By Joanna Dodder Nellans

If you’re interested in visiting sites that are important to the women’s suffrage movement in Arizona, you can start right here in Prescott.

A beautiful Victorian on North Mount Vernon was home to both Pauline O’Neill and Frances Willard Munds, so it was the site of countless suffragist planning meetings. That makes it one of the most important Arizona suffrage sites for Heidi Osselaer, Arizona State University history professor and an expert on the subject.

After buying it from O’Neill, Munds lived a half-century in this 1893 home on the National Register of Historic Places. She is buried in Prescott’s Mountain View Cemetery next to her husband, Yavapai County Sheriff John Munds, and two of their children.

Another top site on Osselaer’s list is the Yavapai County Courthouse Plaza in Prescott. Munds stood on the courthouse steps to launch the successful petition drive that forced a statewide election on women’s right to vote. While she spoke in 1912 on the steps of the previous courthouse (the current one was built in 1916), the crowd stood on the same plaza.

Other notable locations on Osselaer’s list are in Phoenix. The state capitol is the site of historic suffragist hearings, verbal battles and lobbying. And suffragists set up their ballot initiative publicity headquarters at the state fairgrounds during the state fair, staffing a booth and handing out more than 20,000 leaflets and badges to fairgoers, Osselaer related.

Osselaer notes that Frances Willard Munds’ mother, Cottonwood pioneer Mary Vineyard Willard, was a strong suffragist influence in Frances’ life. Mary’s 1886 two-story Queen Anne style home is on the National Register and still stands in downtown Cottonwood.

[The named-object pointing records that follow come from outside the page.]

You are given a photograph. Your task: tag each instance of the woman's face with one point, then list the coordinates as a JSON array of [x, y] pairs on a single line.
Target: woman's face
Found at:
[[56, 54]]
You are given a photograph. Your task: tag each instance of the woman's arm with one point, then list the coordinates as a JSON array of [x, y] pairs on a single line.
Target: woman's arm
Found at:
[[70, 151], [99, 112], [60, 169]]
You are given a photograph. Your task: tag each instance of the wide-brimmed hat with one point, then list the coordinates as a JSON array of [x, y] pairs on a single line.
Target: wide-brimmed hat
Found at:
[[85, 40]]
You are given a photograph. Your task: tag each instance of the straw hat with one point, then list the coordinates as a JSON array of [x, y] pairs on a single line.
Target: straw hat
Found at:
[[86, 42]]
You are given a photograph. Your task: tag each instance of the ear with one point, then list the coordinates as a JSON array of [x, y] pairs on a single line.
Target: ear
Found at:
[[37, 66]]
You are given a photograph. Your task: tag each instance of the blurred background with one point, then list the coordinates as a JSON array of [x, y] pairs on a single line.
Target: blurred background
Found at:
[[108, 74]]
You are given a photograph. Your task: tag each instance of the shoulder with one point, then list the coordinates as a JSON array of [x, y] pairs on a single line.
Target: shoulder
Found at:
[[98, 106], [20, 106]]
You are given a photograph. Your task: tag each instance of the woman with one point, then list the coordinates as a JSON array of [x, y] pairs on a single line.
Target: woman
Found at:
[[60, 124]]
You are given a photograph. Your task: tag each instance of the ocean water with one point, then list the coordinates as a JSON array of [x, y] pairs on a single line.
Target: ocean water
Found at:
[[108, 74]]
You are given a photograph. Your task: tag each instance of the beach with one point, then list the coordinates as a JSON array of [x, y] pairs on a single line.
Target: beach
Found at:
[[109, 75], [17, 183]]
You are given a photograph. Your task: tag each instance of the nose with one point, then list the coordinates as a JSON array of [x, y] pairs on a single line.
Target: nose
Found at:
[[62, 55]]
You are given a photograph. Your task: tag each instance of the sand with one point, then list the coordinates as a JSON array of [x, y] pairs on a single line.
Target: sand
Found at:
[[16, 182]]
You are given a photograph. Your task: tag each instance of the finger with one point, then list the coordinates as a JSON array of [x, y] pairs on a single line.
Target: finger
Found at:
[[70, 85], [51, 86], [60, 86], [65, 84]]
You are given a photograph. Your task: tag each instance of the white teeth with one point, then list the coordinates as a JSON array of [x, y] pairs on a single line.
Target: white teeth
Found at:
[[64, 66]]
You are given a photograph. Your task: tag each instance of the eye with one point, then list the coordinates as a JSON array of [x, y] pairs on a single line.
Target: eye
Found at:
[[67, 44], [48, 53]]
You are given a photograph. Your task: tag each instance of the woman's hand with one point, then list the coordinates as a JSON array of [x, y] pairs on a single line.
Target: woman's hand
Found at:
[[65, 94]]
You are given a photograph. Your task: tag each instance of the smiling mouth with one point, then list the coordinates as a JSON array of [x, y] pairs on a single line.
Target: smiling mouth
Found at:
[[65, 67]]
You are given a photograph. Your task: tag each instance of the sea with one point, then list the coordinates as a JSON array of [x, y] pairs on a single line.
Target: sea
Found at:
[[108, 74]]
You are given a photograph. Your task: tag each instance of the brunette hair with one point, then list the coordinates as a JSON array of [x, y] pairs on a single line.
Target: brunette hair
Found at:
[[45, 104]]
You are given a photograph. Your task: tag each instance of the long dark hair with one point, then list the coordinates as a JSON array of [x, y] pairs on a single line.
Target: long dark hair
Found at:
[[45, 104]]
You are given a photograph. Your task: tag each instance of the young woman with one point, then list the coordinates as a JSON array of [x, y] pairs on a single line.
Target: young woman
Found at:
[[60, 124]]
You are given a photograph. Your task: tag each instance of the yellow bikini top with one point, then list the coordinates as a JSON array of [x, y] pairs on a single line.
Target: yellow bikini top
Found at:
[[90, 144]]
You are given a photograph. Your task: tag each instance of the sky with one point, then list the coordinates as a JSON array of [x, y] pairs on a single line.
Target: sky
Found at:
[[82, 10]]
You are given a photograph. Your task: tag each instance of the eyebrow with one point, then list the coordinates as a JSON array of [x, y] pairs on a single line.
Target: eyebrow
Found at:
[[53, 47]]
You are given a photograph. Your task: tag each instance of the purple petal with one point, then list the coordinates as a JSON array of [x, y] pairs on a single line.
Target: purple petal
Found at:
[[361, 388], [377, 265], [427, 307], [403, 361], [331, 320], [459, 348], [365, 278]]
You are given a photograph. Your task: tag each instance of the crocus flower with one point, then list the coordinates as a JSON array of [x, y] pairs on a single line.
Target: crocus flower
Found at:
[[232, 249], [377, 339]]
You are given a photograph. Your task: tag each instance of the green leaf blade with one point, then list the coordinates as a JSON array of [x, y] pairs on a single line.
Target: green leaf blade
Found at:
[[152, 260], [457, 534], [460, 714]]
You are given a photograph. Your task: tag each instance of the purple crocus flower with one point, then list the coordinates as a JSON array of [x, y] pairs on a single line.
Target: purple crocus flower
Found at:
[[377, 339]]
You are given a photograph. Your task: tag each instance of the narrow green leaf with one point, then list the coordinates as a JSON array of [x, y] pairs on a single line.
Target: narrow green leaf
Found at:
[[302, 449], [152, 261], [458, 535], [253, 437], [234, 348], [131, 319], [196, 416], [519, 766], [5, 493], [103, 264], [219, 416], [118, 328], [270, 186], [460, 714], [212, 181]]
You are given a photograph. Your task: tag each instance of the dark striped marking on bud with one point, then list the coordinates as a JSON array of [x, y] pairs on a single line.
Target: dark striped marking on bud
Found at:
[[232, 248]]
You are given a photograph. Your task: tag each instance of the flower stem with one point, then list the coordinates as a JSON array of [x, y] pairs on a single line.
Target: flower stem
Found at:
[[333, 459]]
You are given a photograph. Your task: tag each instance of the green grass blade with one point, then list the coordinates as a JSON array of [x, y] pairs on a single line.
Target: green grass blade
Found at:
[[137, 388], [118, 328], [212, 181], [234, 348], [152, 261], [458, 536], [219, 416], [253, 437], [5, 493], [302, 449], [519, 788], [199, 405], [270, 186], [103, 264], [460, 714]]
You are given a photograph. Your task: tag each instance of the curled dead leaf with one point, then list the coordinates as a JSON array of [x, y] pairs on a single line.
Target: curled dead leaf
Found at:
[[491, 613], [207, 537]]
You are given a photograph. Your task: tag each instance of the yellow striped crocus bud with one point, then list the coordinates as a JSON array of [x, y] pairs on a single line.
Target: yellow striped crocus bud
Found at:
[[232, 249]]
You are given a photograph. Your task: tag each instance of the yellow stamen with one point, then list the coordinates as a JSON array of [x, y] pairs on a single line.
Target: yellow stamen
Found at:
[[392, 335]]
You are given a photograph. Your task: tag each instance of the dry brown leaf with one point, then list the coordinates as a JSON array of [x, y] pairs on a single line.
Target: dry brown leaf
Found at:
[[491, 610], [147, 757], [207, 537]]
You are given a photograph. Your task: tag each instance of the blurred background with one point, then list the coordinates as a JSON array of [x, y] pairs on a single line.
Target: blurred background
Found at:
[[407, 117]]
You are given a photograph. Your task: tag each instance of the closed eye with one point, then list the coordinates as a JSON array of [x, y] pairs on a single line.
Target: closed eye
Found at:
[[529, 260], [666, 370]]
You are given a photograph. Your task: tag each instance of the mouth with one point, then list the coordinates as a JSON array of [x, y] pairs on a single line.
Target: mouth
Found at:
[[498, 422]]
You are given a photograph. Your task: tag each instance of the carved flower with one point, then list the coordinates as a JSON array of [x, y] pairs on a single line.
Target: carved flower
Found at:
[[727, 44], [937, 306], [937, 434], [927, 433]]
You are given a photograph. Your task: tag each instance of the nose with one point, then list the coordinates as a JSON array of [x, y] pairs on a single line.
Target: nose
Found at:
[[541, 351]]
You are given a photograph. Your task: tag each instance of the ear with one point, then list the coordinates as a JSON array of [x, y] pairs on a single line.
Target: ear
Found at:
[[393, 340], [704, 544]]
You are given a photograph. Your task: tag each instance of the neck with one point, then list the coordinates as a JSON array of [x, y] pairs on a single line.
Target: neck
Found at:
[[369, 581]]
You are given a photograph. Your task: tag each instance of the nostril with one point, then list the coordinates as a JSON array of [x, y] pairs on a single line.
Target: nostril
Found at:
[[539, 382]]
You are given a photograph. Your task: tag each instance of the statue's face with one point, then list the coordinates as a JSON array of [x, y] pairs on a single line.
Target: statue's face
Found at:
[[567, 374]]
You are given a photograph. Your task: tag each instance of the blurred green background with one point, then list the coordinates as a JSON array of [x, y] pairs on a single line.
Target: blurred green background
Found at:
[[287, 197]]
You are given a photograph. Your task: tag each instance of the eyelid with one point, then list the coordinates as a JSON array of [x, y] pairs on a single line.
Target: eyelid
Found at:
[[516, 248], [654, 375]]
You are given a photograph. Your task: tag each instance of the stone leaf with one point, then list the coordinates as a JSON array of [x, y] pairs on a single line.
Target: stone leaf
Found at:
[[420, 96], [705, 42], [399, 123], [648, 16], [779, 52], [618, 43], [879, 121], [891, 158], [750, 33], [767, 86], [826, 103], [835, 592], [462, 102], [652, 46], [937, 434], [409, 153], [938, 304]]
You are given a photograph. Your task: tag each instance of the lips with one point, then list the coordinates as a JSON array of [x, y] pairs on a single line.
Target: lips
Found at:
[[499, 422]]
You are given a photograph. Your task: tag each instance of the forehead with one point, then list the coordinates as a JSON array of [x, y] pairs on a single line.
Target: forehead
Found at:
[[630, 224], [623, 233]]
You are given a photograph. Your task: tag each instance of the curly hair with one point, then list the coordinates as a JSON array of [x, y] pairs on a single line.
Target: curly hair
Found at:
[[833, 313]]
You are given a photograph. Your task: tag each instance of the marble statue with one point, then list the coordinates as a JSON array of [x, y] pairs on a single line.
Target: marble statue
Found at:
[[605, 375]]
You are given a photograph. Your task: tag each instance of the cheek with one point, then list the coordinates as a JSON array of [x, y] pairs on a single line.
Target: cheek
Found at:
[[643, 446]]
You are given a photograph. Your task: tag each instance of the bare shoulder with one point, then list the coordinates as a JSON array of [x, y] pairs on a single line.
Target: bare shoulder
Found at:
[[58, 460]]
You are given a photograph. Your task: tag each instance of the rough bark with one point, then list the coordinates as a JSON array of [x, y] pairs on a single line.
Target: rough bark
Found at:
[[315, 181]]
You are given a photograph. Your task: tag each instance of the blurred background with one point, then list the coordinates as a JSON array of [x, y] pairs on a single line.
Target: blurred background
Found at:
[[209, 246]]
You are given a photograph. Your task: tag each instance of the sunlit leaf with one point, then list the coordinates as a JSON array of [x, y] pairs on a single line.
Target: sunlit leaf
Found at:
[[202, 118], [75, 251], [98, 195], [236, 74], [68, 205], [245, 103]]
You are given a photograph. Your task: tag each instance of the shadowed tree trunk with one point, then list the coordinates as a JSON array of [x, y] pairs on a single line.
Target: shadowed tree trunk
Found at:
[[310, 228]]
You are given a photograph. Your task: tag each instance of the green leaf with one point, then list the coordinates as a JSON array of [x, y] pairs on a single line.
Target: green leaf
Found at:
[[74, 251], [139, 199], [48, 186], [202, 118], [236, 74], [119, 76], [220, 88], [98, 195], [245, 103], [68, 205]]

Frances may have lived there off and on while teaching in the region, Osselaer said.

Mary’s three oldest sons constructed lime kilns to make bricks for their widowed mother’s home, and one of the kilns is now located along the popular Lime Kiln Trail.

Mary is buried at the Cottonwood Cemetery along with many of her descendants.

Yavapai County supervisor Randy Garrison is Mary’s great-great-grandson, as well as the great-great-nephew of Frances Willard Munds. He says one of the family’s greatest historic treasures is a beautiful square grand piano that Mary gave Frances for a wedding present. It was shipped from New York City around the southern tip of South America to San Francisco, then hauled here by wagon. When Garrison’s grandparents’ house was burning down, the family saved the piano by smashing a huge window and dragging it through.

“We are really proud that our ancestor from right here in Yavapai County became such an active and accomplished voice for women’s rights throughout not only our state, but this nation as well,” Garrison said.